Chapter 6. Metaclasses and Attributes

  • Descriptor protocol defines how attribute access is interpreted by the language.
  • Not many notes in this chapter simply because much of it went over my head. I am starting to feel a little detached from the book and having a hard time imagining how I can use some of these tips in my day to day work.

Chapter 7. Concurrency and Parallelism

  • Concurrency enables a compute to do many different things seemingly at the same time
  • Parallelism involves actually doing many different things at the same time
  • The key difference between concurrency and parallelism is speedup.
    • When two distinct paths of execution in a program make forward progress in parallel, the time it takes to do the total work is cut in half; the speed of execution is faster by a fact of two
    • Concurrent programs may run thousands of separate paths of execution seemingly in parallel but provide no speed for the total work
  • The standard implementation of python is called CPython. CPython runs a Python program into two steps. First, it parses and compiles the source text into bytecode, which is low-level representation of the program as 8-bit instructions…The, CPython runs the bytecode using a stack-based interpreter. The bytecode interpreter has state that must be maintained and coherent while the Python program executes. CPython enforces coherence with a mechanism called global interpreter lock (GIL).

    Essentially, the GIL is a mutual-exclusion lock (mutex) that prevents CPython from being affected by preemptive multithreading where one takes control of a program by interrupting another thread. Such an interruption could corrupt interpreter state (e.g. garbage collection reference counts).

    The GIL has an important negative side effect. With programs written in languages like C++ or Java, having multiple threads of execution means that a program could utilize multiple CPU cores at the same time.
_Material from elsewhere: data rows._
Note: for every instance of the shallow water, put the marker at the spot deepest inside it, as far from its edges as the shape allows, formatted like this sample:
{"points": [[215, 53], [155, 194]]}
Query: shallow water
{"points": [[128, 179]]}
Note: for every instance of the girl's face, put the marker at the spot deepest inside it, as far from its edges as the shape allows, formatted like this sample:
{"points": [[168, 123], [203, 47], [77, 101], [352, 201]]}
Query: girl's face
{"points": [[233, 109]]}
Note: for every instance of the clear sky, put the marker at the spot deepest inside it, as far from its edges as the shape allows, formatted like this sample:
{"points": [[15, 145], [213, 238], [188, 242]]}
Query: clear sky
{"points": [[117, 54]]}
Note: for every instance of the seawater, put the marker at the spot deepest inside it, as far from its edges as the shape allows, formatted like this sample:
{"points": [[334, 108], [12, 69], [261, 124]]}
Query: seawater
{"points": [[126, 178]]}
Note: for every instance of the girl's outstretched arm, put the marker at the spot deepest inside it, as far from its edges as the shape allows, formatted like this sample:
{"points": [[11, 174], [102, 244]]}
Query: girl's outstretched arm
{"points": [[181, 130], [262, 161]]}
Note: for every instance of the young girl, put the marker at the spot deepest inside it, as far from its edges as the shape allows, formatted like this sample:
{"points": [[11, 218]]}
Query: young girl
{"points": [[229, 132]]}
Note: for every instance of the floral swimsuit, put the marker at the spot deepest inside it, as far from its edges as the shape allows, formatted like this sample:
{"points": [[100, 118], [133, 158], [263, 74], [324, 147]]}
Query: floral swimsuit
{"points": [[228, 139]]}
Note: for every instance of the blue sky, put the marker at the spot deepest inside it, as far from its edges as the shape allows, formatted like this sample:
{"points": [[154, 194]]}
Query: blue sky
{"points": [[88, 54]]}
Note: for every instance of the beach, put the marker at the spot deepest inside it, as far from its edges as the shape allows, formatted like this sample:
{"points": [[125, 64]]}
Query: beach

Although Python supports multiple threads of execution, the GIL causes only one of them to ever make forward progress at a time. This means that when you reach for threads to do parallel computation and speed up your Python programs, you will be sorely disappointed.

  • Why does python support threads at all if it has the GIL?
    • Makes it easy to for a program to seem like it’s doing multiple things at the same time.
    • To do deal with blocking I/O, which happens when Python does certain types of system calls. Examples include reading/writing files, interacting with networks, communicating with devices like displays etc.
  • Fan-out is the process of spawning a concurrent line of execution for each unit of work (generating new units of concurrency)
  • Fan-in is the process of waiting for all of those concurrent units of work to finish before moving on to the next phase in a coordinated process (waiting for existing units of concurrency to complete)

Chapter 8. Robustness and Performance

  • Because of how python represents floating point numbers as IEEE 754 that can lead to interesting results

    rate = 1.45
    seconds = 3*60 + 42
    cost = rate * seconds / 60
    print(cost)
    5.364999999999999

    It’s better to the Decimal class when you want extreme precision which provides fixed point math of 28 decimal places by default.

    from decimal import Decimal
    
    rate = Decimal("1.45")
    seconds = Decimal(3*60 + 42)
    cost = rate * seconds / Decimal(60)
    print(cost)
    5.365

Chapter 9. Testing and Debugging

  • When debugging or logging make sure to use the repr version of an object so you can tell the differences between types e.g. '5' or 5.
  • When using f strings you can use !r to get the repr version

Chapter 10. Collaboration

No notes

Review

I was shocked to learn about much there really is to Python. I considered myself to be an intermediate python programmer but after reading this book I realized I have plenty to learn. I can confidently recommend this book to anyone looking to improve their python knowledge. I envision myself rereading this book again in the future.